There is a large amount of evidence pointing toward the efficacy of home-based interventions in increasing PA levels, potentially making this a viable intervention style to pursue in future studies or when considering PA-related policymaking. However, it must be noted that for the overwhelming majority of the studies that were successful, there was some form of an additional component to the intervention, whether it was information provided on other aspects of lifestyle or social support.

3.1.4. Community-Wide Campaigns

Community-wide campaigns involve multiple, highly visible interventions that involved many members, beyond the participants themselves, in a community across various sectors.

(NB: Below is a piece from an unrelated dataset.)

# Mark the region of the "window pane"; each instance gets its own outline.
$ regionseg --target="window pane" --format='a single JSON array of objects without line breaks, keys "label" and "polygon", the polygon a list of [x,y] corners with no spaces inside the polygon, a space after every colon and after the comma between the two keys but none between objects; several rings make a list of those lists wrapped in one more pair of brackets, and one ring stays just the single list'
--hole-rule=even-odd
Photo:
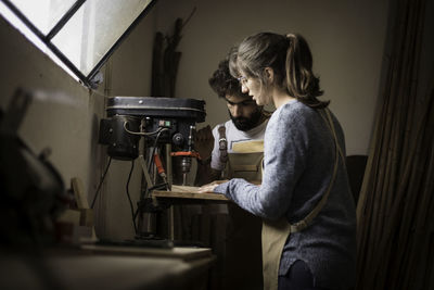
[{"label": "window pane", "polygon": [[11,0],[20,11],[47,35],[76,0]]},{"label": "window pane", "polygon": [[152,0],[88,0],[52,39],[87,76]]}]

There were four interventions in this review [40,41,42,43] that utilised a community-wide campaign.

Efficacy

Of the four studies that utilised a community-wide campaign approach, three provided evidence for an increase in PA levels [40,41,43], while one did not [42]. Of the studies that were successful, one study provided education, increased access to exercise equipment and social support in the form of walking groups [40], another provided group education sessions with additional individual counselling sessions aimed at behaviour change [41] while the third study involved the participants engaging in myriad activities aimed at both cognitive and physical stimulation [43]. With regards to the study that was unsuccessful in increasing PA levels, there was in fact a significant increase in physical inactivity levels after the 3-year intervention. However, there are several issues with drawing a firm conclusion about the effects of this intervention on affecting PA levels—including that the intervention’s purpose was not limited solely to increasing PA levels, the other interventions may have had a role in affecting PA levels and there may have been confounding factors due to the normal passage of time, given the long duration of the study, which may have affected PA levels regardless of the intervention.

Applicability

The current body of evidence suggests that community-wide campaigns are potentially an effective method for increasing PA levels. However, note that this intervention type tends to be more holistic in nature, going beyond mere information provision and often targeting various aspects of behaviour change as well.

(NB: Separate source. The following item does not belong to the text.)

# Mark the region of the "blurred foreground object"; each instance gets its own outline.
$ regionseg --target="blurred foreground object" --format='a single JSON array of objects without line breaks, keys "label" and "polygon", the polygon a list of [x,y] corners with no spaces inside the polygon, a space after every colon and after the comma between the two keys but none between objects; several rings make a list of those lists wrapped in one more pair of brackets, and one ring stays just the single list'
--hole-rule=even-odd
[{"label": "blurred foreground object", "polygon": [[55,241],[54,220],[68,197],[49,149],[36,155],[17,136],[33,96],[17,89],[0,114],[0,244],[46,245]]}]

3.1.5. Point-of-Decision Prompts

Point-of-decision prompts are usually signs that are placed near stairs or elevators to encourage individuals to utilise the stairs. The intention is to provide information on a healthier alternative to an established behavioural norm [44]. There was only one intervention in this study that utilised point-of-decision prompts [45].

Efficacy

Of the one study in our review that utilised point-of-decision prompts, it must be noted that the study also compared its efficacy to another intervention that involved providing a weekly 1-h aerobics class. The chosen PA measure was steps in a day. The study provided no evidence that point-of-decision prompts were effective in eliciting an increase in PA, while the other intervention involving an aerobics class did.

Applicability

Applicability cannot be measured if effectiveness was not established.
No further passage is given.